Stop discriminating, men get breast cancer, too: Brett Miller

“I never thought it was possible for a man to get a woman’s disease, but I know now that’s not true.”

Brett Miller is now the CEO of the Bret Miller 1T Foundation with the aim of raising awareness in colleges and high schools.  In 2014, Miller co-founded the Male Breast Cancer Coalition.

courtesy of Brett Miller

Brett Miller is now the CEO of the Bret Miller 1T Foundation with the aim of raising awareness in colleges and high schools. In 2014, Miller co-founded the Male Breast Cancer Coalition.

by Madeline Hull, Editor In Chief

A typical 17-year- old guy, high school senior, on the football and wrestling team, was getting ready to start his life. Flash forward eighteen years, Brett Miller celebrates his eleventh year of being a Breast Cancer Survivor.  

In April 2003, one day he scratched his chest and felt a lump behind his right nipple.  With no medical insurance at the time, the closest thing to a physician was the school doctor. The doctor wasn’t concerned. They said it would go away.  

Seven years later, after graduating from college, receiving his first job that qualified for health insurance, a routine check up appointment was made.  During the exam, after asking, the doctor looked at the lump. He suggested a sonogram, but again, the doctor didn’t think there was anything to be concerned about.   

The next day, the phone rang: Miller had breast cancer.

After being told he had cancer, Millers doctor recommended a double mastectomy. Photographed is Miller after his surgery. (Courtesy of Peggy Miller)

On May 18 in 2010, after a quick and successful surgery, all the cancer was gone. The cancer was caught very early and was classified as Stage 1. Following the mastectomy, Miller went through four rounds of chemotherapy as a precaution due to his family’s history with breast cancer. 

His mission now is to spread the word to men and women, young and old, that breast cancer does not discriminate. It can happen to anyone. In May 2010, he started The Bret Miller 1T Foundation with the aim of raising awareness in colleges and high schools, by telling youth that breast cancer can happen to anyone.

 In 2014, Miller co-founded the Male Breast Cancer Coalition.  

“Since my diagnosis, I have always been open to talking about my breast cancer. This is something I think was meant to happen to me, so that I could help others,” said Miller.

Miller is currently working on a documentary about male breast cancer, “Men Have Breasts, Too” will share stories from men who are members of what is usually a women’s only club, hear from family members impacted by male breast cancer, understand more about the disease from doctors and help spread awareness that men can indeed get breast cancer too.  He hopes the documentary will ignite a serious discussion about detection and education for men with breast cancer.

What were some of your first thoughts when you heard your diagnosis?

When I first got the call I was sitting in my car, leaving one job to go to my second job. The doctor didn’t ask if I was sitting down, should come in to discuss, or not driving. He just straight up told me that the preliminary pathology reports are saying it’s breast cancer but he hasn’t fully read the report. He would do so and get back to me in 3-5 days. I thought it was a joke, I didn’t really think that it could happen to me.

On Miller’s left side, he created a tattoo to represent his story and fight. The blue and pink cancer ribbon is now the symbol of his T1 Foundation.

Were there any programs or services offered to you that would help with the treatment process?

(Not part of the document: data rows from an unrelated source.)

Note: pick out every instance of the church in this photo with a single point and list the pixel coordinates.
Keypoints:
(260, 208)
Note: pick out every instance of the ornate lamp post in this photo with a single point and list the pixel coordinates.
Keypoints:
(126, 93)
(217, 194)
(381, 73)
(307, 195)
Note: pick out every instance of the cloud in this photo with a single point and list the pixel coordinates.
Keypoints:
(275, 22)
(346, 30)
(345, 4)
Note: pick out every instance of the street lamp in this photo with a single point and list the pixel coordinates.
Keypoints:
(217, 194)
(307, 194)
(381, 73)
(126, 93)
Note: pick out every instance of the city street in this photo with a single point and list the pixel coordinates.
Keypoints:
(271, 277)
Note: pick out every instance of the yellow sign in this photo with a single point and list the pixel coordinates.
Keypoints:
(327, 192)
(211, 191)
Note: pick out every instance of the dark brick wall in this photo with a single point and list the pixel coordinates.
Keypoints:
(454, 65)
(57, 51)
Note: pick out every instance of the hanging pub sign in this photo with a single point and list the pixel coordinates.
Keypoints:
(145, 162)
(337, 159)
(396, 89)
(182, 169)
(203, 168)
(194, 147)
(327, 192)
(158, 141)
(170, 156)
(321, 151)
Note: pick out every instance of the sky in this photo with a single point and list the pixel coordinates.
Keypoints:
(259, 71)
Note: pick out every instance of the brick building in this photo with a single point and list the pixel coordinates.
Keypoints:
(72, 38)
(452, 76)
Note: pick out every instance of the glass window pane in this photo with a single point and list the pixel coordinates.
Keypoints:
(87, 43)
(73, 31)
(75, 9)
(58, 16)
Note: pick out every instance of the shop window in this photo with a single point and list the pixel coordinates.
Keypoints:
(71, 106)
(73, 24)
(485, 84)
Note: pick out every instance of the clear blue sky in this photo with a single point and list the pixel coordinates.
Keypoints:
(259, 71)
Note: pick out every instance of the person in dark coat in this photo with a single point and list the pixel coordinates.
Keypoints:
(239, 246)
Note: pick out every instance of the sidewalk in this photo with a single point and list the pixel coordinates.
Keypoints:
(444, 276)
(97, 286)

I met with another surgeon for a second opinion. In my appointment with him, he stated that most men don’t talk about breast cancer, they are too embarrassed to say “breast.”  He told me that if I was willing to share my story, he could see me as a face of male breast cancer. That I could have a huge impact on men as I was so young. I had a great support system of doctors, nurses, family and friends. They are truly all you need when diagnosed with cancer.

Tell me about your support system. 

My family and friends were with me 100%. Always willing to help with whatever I needed. At times it was tough for us all but that’s when I would crack a joke. I found that humor was what made it easier for all to get through cancer. As for now, our mission is as strong as ever and my biggest supporters are my wife Tasha, daughter Riley, and my cancer buddy dog, Salvy.

What message would you provide men and women, who are battling Breast Cancer?

That you do need a support system. You have to have someone that is there for you, a caregiver, significant other, friend or family member. There is so much information that comes your way at initial diagnosis that you can’t take it all in yourself. You need someone else that can take notes and help ask the right questions. But if you can be your own best advocate, know your body, do your monthly breast self exams and if you find a lump get to a doctor. You can find more information on our website as well as our breast self exam videos.